С исмаилитским караваном и вышел в конце августа дервиш Блюмкин. Паломники тронулись в путь из советского кишлака Кизил-рабат, миновали узкую полоску Афганистана и через перевал Вахджир проникли в Индию. Долина реки Хунза вывела их в город Балтит. По прибытии туда, уже под вечер, когда пилигримы укладывались спать в местном караван-сарае, Блюмкин был схвачен туземной полицией. Кто его выдал, он так и не понял. Якова поместили в местной тюрьме, находившейся в подвале балтитской цитадели. Утром третьего дня заточения узнику объявили, что туземная полиция передает его в распоряжение английских властей и что они и решат его судьбу. Спустя несколько часов задержанный был отправлен в Читрал с британским конвоем, сопровождавшим почту для подполковника Стюарта. Там Блюмкина ожидал допрос и, по всей вероятности, расстрел.
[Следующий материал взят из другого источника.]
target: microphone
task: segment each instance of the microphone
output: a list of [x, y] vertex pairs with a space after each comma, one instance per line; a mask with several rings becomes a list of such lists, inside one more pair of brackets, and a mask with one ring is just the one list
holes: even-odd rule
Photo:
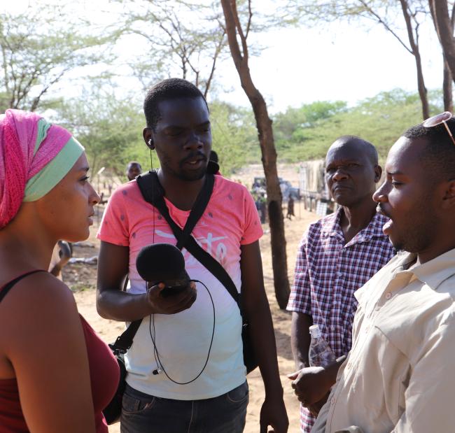
[[166, 286], [160, 292], [167, 297], [177, 294], [190, 284], [181, 251], [171, 243], [154, 243], [144, 247], [136, 259], [136, 268], [146, 281]]

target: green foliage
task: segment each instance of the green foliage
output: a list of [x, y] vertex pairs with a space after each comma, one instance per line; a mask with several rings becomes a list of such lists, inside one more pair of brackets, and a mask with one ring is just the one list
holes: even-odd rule
[[226, 176], [236, 169], [260, 160], [254, 117], [250, 110], [216, 101], [210, 104], [212, 149]]
[[[0, 13], [0, 108], [34, 111], [69, 71], [106, 59], [106, 38], [85, 35], [59, 7], [36, 4]], [[98, 49], [97, 49], [98, 48]]]
[[62, 103], [58, 122], [71, 131], [85, 148], [92, 176], [104, 166], [123, 175], [127, 163], [150, 164], [142, 138], [145, 126], [141, 101], [120, 99], [102, 90], [85, 90], [80, 99]]
[[[430, 92], [428, 99], [433, 113], [442, 111], [440, 92]], [[326, 111], [326, 115], [311, 124], [302, 122], [304, 117], [298, 118], [293, 123], [293, 115], [309, 109], [313, 104], [276, 115], [274, 127], [280, 162], [323, 158], [330, 144], [342, 135], [356, 135], [371, 141], [384, 160], [401, 134], [421, 122], [419, 95], [400, 89], [381, 92], [351, 108], [340, 102], [317, 104], [322, 106], [335, 104], [338, 109]]]

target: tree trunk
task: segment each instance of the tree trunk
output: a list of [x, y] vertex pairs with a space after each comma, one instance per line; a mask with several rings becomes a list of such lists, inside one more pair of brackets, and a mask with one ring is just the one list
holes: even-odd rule
[[[262, 166], [267, 184], [267, 209], [272, 246], [272, 265], [274, 274], [275, 296], [280, 308], [285, 308], [289, 298], [289, 280], [284, 236], [284, 220], [281, 210], [281, 190], [276, 170], [272, 120], [262, 95], [255, 87], [248, 63], [248, 45], [237, 11], [235, 0], [221, 0], [226, 23], [226, 33], [231, 55], [240, 78], [240, 83], [251, 104], [262, 152]], [[251, 8], [248, 22], [251, 22]], [[237, 41], [241, 42], [242, 51]]]
[[426, 87], [425, 87], [425, 82], [424, 80], [422, 61], [419, 50], [419, 34], [417, 34], [417, 29], [416, 27], [416, 38], [414, 38], [407, 0], [400, 0], [400, 3], [401, 3], [401, 8], [406, 22], [406, 29], [407, 30], [407, 36], [410, 40], [410, 44], [411, 45], [412, 54], [416, 60], [416, 67], [417, 69], [417, 88], [419, 90], [419, 96], [420, 97], [420, 100], [422, 103], [422, 115], [424, 117], [424, 120], [425, 120], [425, 119], [428, 119], [430, 117], [430, 108], [428, 106]]
[[452, 112], [454, 101], [452, 99], [451, 73], [447, 66], [447, 62], [444, 59], [444, 81], [442, 82], [442, 92], [444, 94], [444, 111]]
[[452, 79], [455, 80], [455, 41], [447, 2], [445, 0], [429, 0], [429, 4], [444, 57]]

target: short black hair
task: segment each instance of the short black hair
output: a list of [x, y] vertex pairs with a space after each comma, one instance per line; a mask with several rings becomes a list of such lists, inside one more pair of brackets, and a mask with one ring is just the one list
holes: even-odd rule
[[360, 145], [365, 148], [368, 159], [372, 164], [373, 166], [378, 165], [379, 157], [377, 155], [377, 150], [376, 148], [370, 143], [370, 141], [360, 139], [360, 137], [358, 137], [356, 135], [342, 135], [341, 137], [338, 137], [334, 143], [337, 141], [343, 141], [344, 144], [354, 141], [358, 143]]
[[[455, 135], [455, 118], [446, 122], [447, 127]], [[410, 127], [402, 136], [409, 139], [423, 139], [426, 145], [420, 155], [424, 165], [430, 169], [436, 180], [455, 179], [455, 144], [444, 125], [426, 128], [421, 124]]]
[[183, 78], [163, 80], [150, 89], [146, 95], [144, 113], [146, 115], [147, 127], [155, 129], [160, 115], [158, 110], [160, 102], [180, 98], [202, 98], [207, 105], [202, 92], [189, 81]]

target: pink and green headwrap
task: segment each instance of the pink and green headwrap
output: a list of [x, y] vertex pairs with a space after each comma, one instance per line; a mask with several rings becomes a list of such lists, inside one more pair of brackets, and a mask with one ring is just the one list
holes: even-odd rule
[[64, 128], [34, 113], [0, 115], [0, 229], [22, 201], [34, 201], [71, 170], [84, 148]]

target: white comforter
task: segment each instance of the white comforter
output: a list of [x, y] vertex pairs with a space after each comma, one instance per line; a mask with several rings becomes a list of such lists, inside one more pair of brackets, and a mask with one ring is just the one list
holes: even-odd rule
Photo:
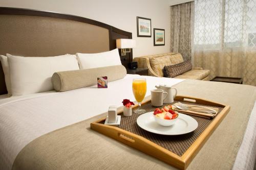
[[[105, 112], [110, 105], [120, 106], [124, 99], [134, 101], [132, 84], [136, 77], [146, 78], [146, 96], [156, 85], [172, 86], [183, 81], [127, 75], [109, 82], [108, 89], [92, 86], [63, 92], [52, 91], [2, 99], [0, 96], [0, 169], [10, 169], [19, 151], [36, 138]], [[255, 119], [254, 106], [233, 169], [253, 168]]]
[[[133, 79], [109, 82], [108, 88], [89, 87], [63, 92], [50, 91], [0, 100], [0, 169], [10, 169], [19, 151], [48, 132], [105, 112], [110, 105], [132, 101]], [[157, 84], [174, 85], [181, 79], [145, 77], [147, 93]]]

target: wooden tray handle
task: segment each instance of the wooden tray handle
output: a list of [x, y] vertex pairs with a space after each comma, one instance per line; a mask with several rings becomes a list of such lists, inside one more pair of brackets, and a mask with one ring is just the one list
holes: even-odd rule
[[132, 137], [127, 135], [126, 134], [124, 135], [122, 133], [118, 133], [118, 135], [119, 137], [123, 139], [126, 140], [131, 143], [134, 143], [135, 142], [135, 140], [134, 140], [134, 139], [133, 139], [133, 138]]
[[198, 103], [206, 105], [210, 105], [212, 106], [217, 106], [217, 107], [226, 106], [226, 105], [224, 105], [220, 103], [216, 103], [208, 100], [205, 100], [202, 99], [189, 97], [188, 96], [177, 95], [175, 97], [174, 100], [181, 102], [187, 102], [190, 103]]

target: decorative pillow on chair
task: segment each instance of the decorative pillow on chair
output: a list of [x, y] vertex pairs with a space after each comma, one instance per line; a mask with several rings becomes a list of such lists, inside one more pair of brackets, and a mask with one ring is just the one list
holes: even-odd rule
[[190, 60], [187, 60], [181, 63], [165, 66], [163, 68], [164, 77], [174, 78], [192, 69]]

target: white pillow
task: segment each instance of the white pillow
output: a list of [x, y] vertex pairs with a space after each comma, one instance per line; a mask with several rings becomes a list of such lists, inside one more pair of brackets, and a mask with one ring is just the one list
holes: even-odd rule
[[55, 72], [79, 69], [75, 55], [24, 57], [7, 54], [12, 95], [53, 90]]
[[121, 65], [118, 49], [94, 53], [76, 53], [80, 69], [88, 69]]
[[5, 84], [8, 92], [8, 96], [10, 96], [12, 95], [12, 92], [8, 59], [8, 57], [6, 56], [0, 55], [2, 67], [3, 67], [3, 70], [5, 75]]

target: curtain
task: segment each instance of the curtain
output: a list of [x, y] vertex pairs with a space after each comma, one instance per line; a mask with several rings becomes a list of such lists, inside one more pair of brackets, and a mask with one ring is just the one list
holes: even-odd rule
[[196, 0], [194, 65], [256, 86], [256, 0]]
[[181, 54], [184, 60], [191, 57], [191, 20], [194, 2], [170, 7], [170, 52]]

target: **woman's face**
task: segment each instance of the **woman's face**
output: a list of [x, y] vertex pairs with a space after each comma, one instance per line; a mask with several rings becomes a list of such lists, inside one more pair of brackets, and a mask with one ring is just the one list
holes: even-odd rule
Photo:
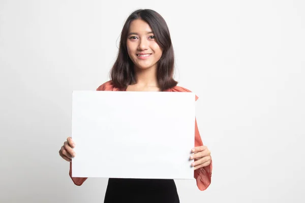
[[149, 25], [141, 19], [133, 20], [127, 36], [127, 51], [135, 68], [157, 68], [162, 50]]

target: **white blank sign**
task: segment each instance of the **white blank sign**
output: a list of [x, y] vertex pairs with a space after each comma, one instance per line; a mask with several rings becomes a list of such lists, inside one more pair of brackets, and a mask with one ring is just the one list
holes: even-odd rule
[[195, 96], [73, 91], [72, 177], [193, 179]]

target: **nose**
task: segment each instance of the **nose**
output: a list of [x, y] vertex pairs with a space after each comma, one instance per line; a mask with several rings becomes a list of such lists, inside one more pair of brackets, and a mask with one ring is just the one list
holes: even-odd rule
[[138, 49], [141, 50], [147, 49], [148, 47], [148, 41], [146, 39], [141, 39], [140, 41]]

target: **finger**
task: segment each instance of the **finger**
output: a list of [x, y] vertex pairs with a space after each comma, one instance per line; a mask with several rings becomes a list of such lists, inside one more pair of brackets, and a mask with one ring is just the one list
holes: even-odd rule
[[196, 166], [195, 167], [194, 167], [194, 170], [197, 170], [198, 168], [201, 168], [202, 167], [208, 166], [208, 165], [209, 165], [209, 164], [210, 163], [211, 163], [211, 161], [210, 160], [206, 161], [206, 162], [205, 162], [203, 163], [202, 163], [202, 164], [201, 164], [200, 165], [198, 165]]
[[[65, 149], [73, 157], [75, 156], [75, 152], [71, 148], [70, 146], [68, 144], [68, 142], [65, 142], [64, 143], [64, 146], [65, 147]], [[69, 157], [69, 156], [68, 156]], [[71, 157], [69, 157], [71, 158]]]
[[211, 152], [207, 149], [203, 150], [201, 152], [195, 153], [194, 154], [190, 156], [191, 159], [199, 159], [200, 158], [204, 157], [205, 156], [209, 156], [211, 154]]
[[59, 150], [59, 155], [64, 159], [66, 160], [67, 161], [71, 162], [72, 159], [70, 158], [67, 157], [65, 154], [63, 154], [62, 152], [62, 150]]
[[60, 149], [60, 151], [62, 151], [62, 153], [63, 153], [63, 154], [64, 154], [65, 156], [67, 156], [68, 158], [72, 158], [72, 155], [71, 155], [71, 154], [70, 153], [69, 153], [69, 152], [68, 152], [66, 150], [66, 148], [65, 148], [64, 146], [62, 147], [62, 149]]
[[67, 141], [68, 141], [68, 143], [71, 147], [73, 148], [75, 147], [75, 143], [74, 143], [74, 142], [73, 141], [71, 137], [69, 137], [69, 138], [68, 138], [67, 139]]
[[202, 163], [203, 163], [204, 162], [208, 161], [210, 159], [211, 159], [210, 156], [205, 156], [204, 157], [202, 157], [201, 159], [199, 159], [198, 160], [194, 161], [193, 163], [192, 163], [192, 166], [195, 166], [196, 165], [200, 165], [200, 164], [202, 164]]
[[191, 155], [190, 156], [190, 158], [191, 159], [198, 159], [199, 158], [200, 158], [201, 157], [205, 156], [204, 156], [205, 153], [204, 152], [204, 151], [196, 152], [196, 153], [194, 153], [194, 154]]
[[199, 146], [199, 147], [194, 147], [194, 148], [192, 149], [192, 152], [200, 152], [201, 151], [203, 151], [206, 149], [207, 149], [207, 147], [206, 146], [202, 145], [202, 146]]

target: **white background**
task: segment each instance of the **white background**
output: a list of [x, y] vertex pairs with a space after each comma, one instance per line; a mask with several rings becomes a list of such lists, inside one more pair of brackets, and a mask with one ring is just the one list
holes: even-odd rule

Однако на первом же привале, воспользовавшись халатностью охраны, Яков бежал, прихватив с собой адресованные Стюарту сообщения и документы английского агента в Балтите. Блюмкина преследовали до вечера, но безрезультатно. А в сумерках это уже стало и бесполезно.
17 сентября, под видом монгольского ламы, он прибыл в Лех, столицу княжества Ладакх, расположенную на территории Британской Индии, и присоединился к экспедиции Рериха. Вот как художник описывает эту встречу в своей книге «Алтай-Гималаи»: "Приходит монгольский лама и с ним новая волна вестей. В Лхассе ждут наш приезд. В монастырях толкуют о пророчествах. Отличный лама, уже побывал от Урги до Цейлона.
Как глубоко проникающа эта организация лам! Толкуем с ламой про бывший с нами случай около Дарджилинга". Рерих восхищался спутником: «Нет в ламе ни чуточки ханжества, и для защиты основ он готов и оружие взять. Шепнет: „Не говорите этому человеку — все разболтает“ или: „А теперь я лучше уйду“. И ничего лишнего не чувствуется за его побуждениями. И как легок он на передвижение!»
На рассвете 19 сентября караван вышел из Леха. Впрочем, «лама» покинул караван еще ночью. О своем уходе Блюмкин предупредил лишь отца и сына Рерихов, сообщив, что вновь соединится с караваном через три дня и будет ждать путников в приграничном монастыре Сандолинг (на конспиративной явке). «Лама» отправлялся на изучение района.
Спустя трое суток путники вышли к монастырю Сандолинг, расположенному чуть в стороне от главной трассы. Николай Константинович и Юрий вошли под своды буддийской кумирни. Здесь находился большой алтарь Майтрейи. Юрий спросил у первого встреченного ленивого монаха о «ламе». Тот ответил: «Был и ушел еще рано утром по дороге к границе».
22 сентября экспедиция заночевала в селении Панамик, находившемся на берегу реки Нурба. Для многих караванов это был последний населенный пункт Британской Индии перед китайской границей. Утром, как только экспедиция вышла в путь, Рерих заметил местных жителей, ремонтировавших мост под наблюдением колониального британского чиновника и солдат. Представитель власти заинтересовался документами «американцев». Англичанин с явным неудовольствием просмотрел экспедиционный паспорт и спросил о здоровье ученых.